Granted we’re only twenty minutes into it, so this is a mid-stream observation. The only thing that comes to mind is this quote:

“Here’s a quarter, it’s gone, you’re an idiot, it’s back, you’re a jerk, show’s over.”
— Jerry Seinfeld

This has got to be the irony of ironies.

Let’s see how the next hour and a half goes.

UPDATE: Okay, it’s over.

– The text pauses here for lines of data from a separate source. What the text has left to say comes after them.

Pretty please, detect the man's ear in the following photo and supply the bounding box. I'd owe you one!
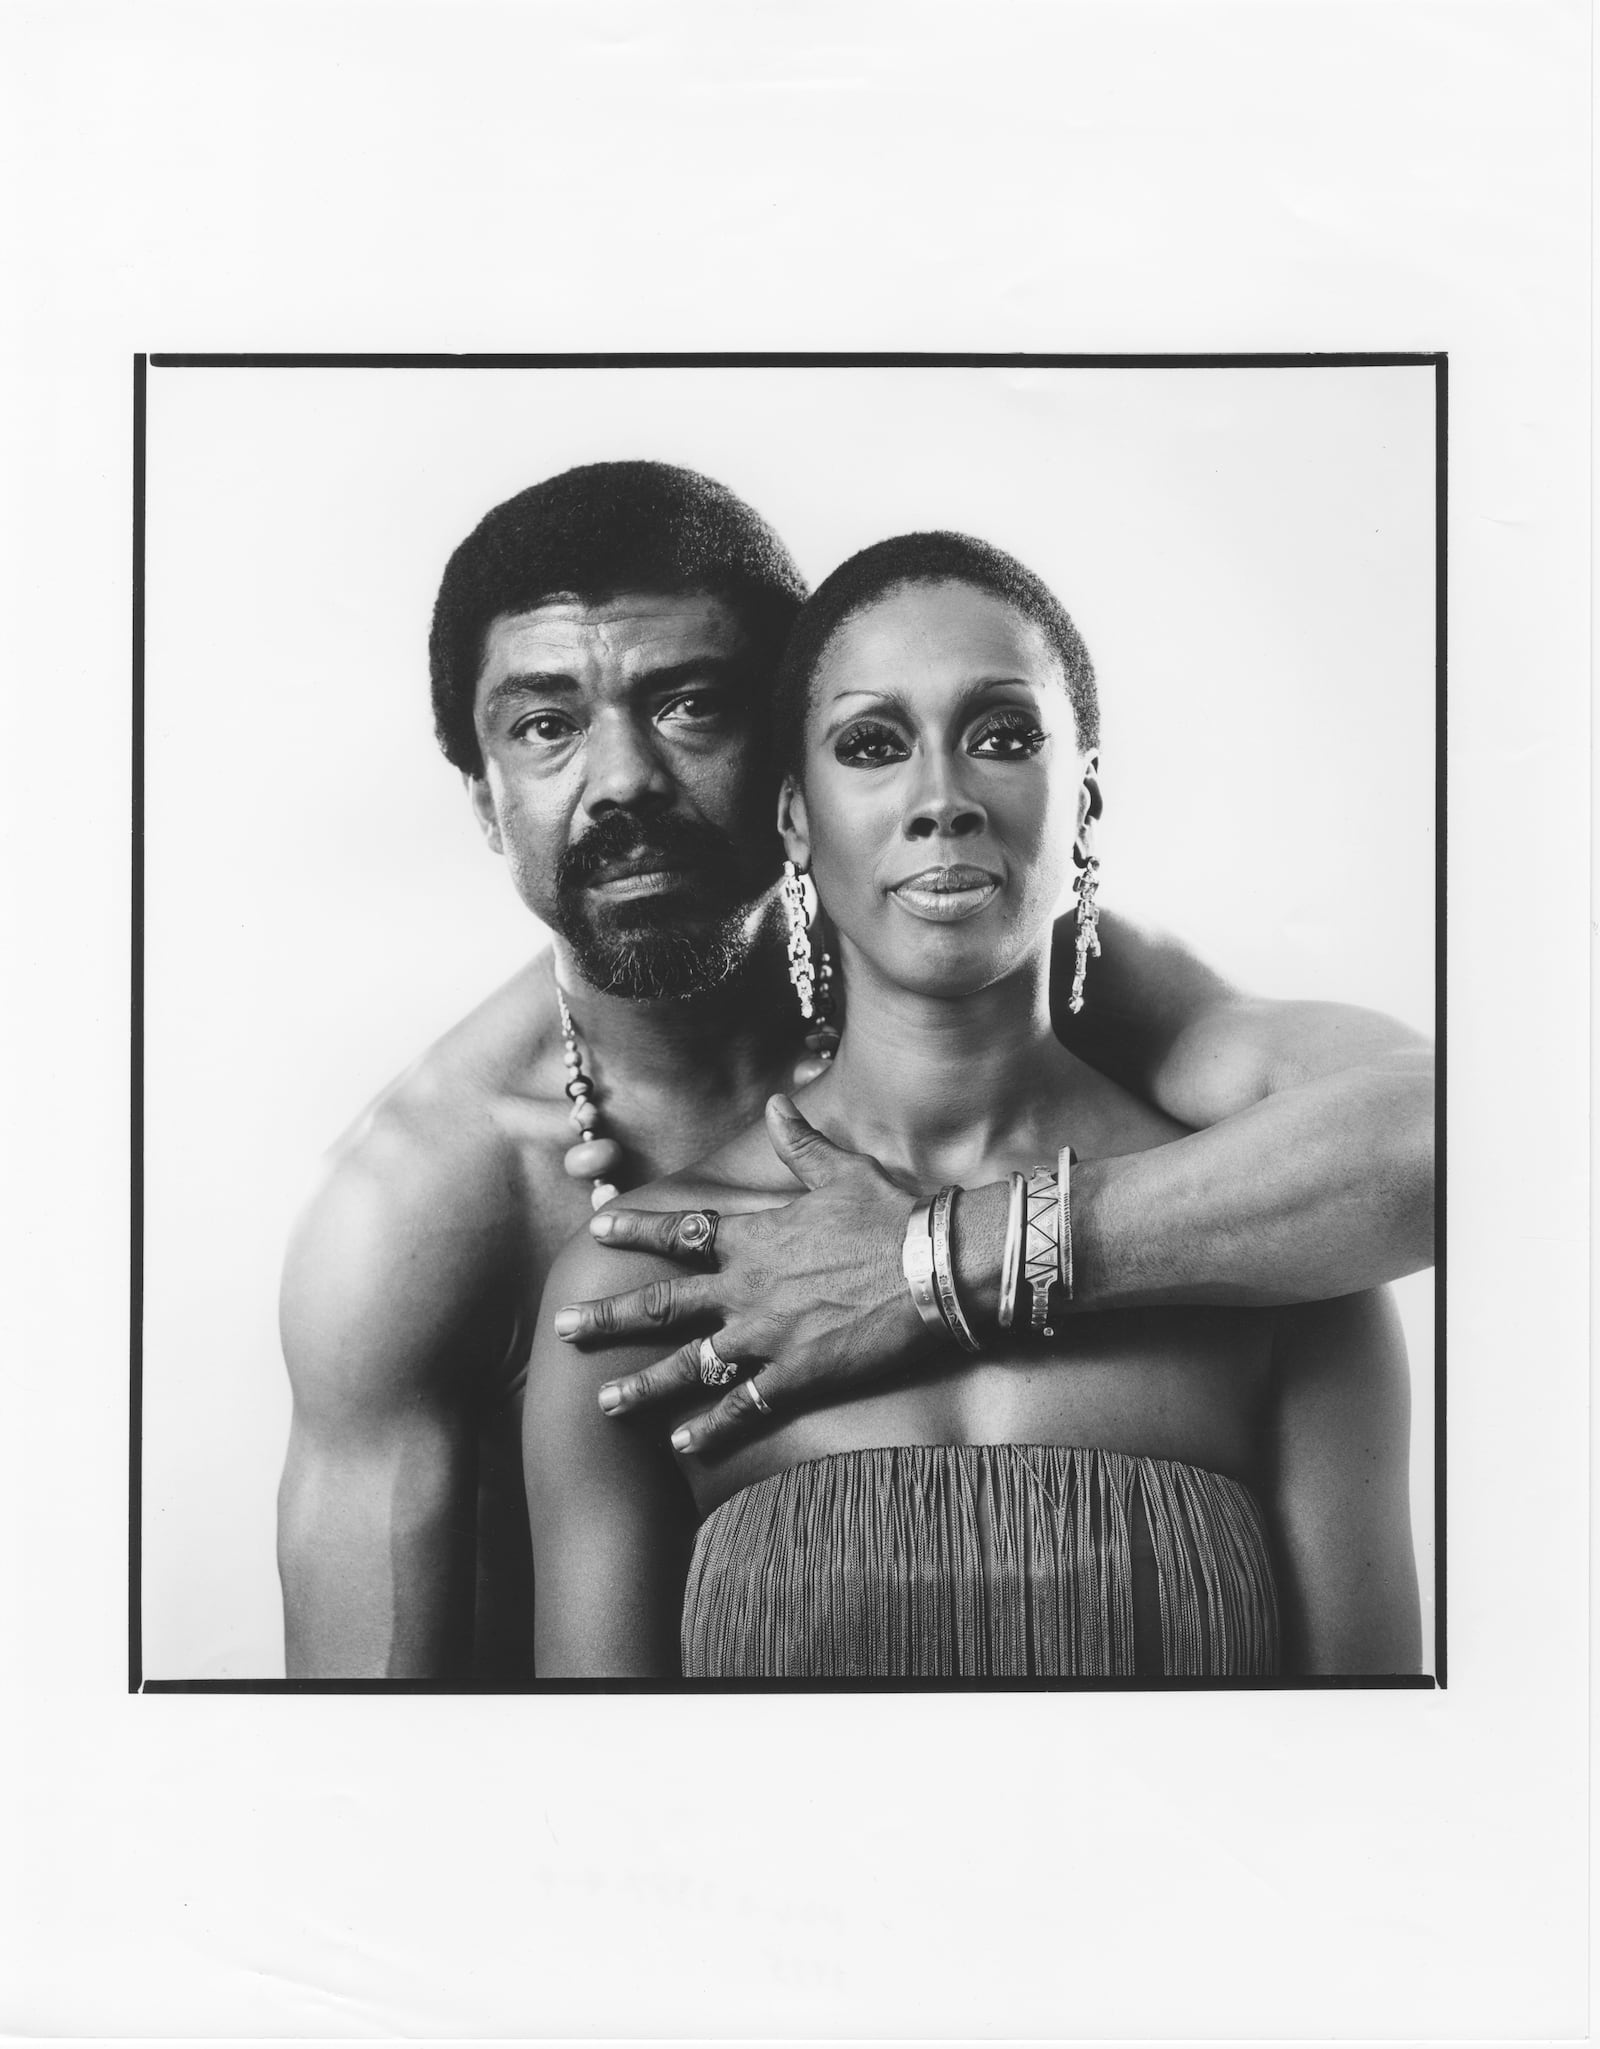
[1076,756,1102,858]
[466,772,503,855]
[776,776,811,871]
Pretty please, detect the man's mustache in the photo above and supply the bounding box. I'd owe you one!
[555,813,749,894]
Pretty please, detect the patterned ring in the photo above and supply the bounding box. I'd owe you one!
[697,1335,739,1388]
[676,1209,720,1264]
[744,1375,773,1417]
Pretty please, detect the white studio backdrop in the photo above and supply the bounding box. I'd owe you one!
[141,362,1437,1678]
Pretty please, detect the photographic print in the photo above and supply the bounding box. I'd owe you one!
[137,356,1440,1688]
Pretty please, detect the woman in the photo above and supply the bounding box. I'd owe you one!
[523,532,1421,1678]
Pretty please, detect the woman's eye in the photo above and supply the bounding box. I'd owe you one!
[834,720,910,767]
[969,714,1047,760]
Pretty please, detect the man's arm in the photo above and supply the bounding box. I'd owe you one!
[1262,1289,1422,1675]
[1052,905,1435,1301]
[277,1124,509,1677]
[524,1236,698,1678]
[554,914,1434,1453]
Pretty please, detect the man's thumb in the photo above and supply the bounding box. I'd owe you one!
[766,1093,847,1188]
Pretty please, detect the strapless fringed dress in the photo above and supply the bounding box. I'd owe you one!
[680,1444,1279,1677]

I’ll stand by what I wrote above.

It really is ironic to me that P&T appear to have become a living example of what Penn has for years consistently excoriated: the epitome of the type of magic as described above in Seinfeld’s quote.

Between Showtime’s Bullshit, the interview on stage at MAGIC Live! last summer, and the television special this evening, it seems to me Penn is becoming the George Carlin of magic.

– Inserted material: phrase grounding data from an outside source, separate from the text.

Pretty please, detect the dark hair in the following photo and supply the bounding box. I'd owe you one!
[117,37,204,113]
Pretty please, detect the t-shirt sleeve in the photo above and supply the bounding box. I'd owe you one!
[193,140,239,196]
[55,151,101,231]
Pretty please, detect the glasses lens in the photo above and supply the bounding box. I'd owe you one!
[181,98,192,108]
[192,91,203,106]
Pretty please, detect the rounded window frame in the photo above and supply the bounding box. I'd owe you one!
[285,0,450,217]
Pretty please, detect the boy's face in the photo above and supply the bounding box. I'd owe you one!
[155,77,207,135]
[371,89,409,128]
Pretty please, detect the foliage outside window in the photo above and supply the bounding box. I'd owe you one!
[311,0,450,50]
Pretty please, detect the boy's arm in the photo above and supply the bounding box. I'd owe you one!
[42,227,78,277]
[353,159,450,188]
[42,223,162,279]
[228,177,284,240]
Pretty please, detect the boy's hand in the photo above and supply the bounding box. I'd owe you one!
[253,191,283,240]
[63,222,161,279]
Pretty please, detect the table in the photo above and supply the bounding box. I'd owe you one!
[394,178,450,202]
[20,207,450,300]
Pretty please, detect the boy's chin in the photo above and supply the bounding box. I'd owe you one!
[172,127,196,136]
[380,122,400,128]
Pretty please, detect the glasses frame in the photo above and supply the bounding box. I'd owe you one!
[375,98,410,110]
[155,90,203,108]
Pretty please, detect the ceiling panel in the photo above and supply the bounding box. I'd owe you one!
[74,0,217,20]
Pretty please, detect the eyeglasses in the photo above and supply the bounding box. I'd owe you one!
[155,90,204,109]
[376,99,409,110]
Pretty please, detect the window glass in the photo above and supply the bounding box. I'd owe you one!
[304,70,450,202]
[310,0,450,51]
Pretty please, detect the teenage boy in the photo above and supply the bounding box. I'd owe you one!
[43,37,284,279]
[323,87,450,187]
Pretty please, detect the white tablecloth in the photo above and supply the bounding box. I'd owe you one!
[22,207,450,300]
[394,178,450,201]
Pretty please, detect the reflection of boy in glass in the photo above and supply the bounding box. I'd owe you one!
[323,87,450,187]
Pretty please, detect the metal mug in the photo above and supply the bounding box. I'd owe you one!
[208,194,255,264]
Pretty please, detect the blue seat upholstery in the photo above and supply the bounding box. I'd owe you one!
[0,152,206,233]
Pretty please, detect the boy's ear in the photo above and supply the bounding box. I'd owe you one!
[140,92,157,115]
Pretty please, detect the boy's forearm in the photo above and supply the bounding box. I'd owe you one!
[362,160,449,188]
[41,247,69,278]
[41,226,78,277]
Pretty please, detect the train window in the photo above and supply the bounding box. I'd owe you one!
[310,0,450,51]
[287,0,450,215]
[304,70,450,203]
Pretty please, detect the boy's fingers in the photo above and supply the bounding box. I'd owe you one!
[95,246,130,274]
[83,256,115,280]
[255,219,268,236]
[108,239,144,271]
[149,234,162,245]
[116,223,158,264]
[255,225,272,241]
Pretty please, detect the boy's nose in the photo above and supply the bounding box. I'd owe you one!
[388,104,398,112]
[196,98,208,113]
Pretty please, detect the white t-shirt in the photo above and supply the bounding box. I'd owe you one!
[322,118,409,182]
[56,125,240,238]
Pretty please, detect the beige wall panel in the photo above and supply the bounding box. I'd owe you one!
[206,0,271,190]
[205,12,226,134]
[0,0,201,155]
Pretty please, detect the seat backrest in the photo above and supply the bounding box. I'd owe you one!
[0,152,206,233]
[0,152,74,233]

Back to the special this evening.

To my mind, this was the network version of “The Aristocrats” — a well produced inside joke told at the expense of the paying audience.

Except in this case, I’ll go a little further and suggest this was the 21st century version of Hans Christian Anderson’s The Emperor’s New Suit — with we magicians and the audience members playing the part of the emperor, to Penn and Teller’s swindling weavers.

On the other hand, maybe I’m just not inside enough to “get” P&T these days.

In 1980, Blue Oyster Cult released a great album — probably the last one of theirs I loved start to finish. Titled, “Cultosaurus Erectus,” it contained a song named “Divine Wind.” It was actually a political song aimed at the Ayatollah Khomeini, who considered the USA to be the “Great Satan.” The lyrics included the line:

If he really thinks we’re the devil,
then let’s send him to hell.

It could be that, after all these years of being called exposers of magic they’ve adopted the same point of view.

5 thoughts on “Penn & Teller, life imitates art

  1. Drivel. I ended up watching Extreme Makeover: Home Edition

    And I used to respect those bad boys of magic.

  2. Hey John,

    Wasn’t it the Ayatollah Khomeini who thought of the US as the great Satan?

  3. Thanks, you are correct sir. (And every time I hear that name I think of the line by “Stitch Jones” who claims to be “the Ayatollah of Rock-And-Rolla” from “Heartbreak Ridge.” Love the movie, even though I can’t stomach Mario Van Peebles.)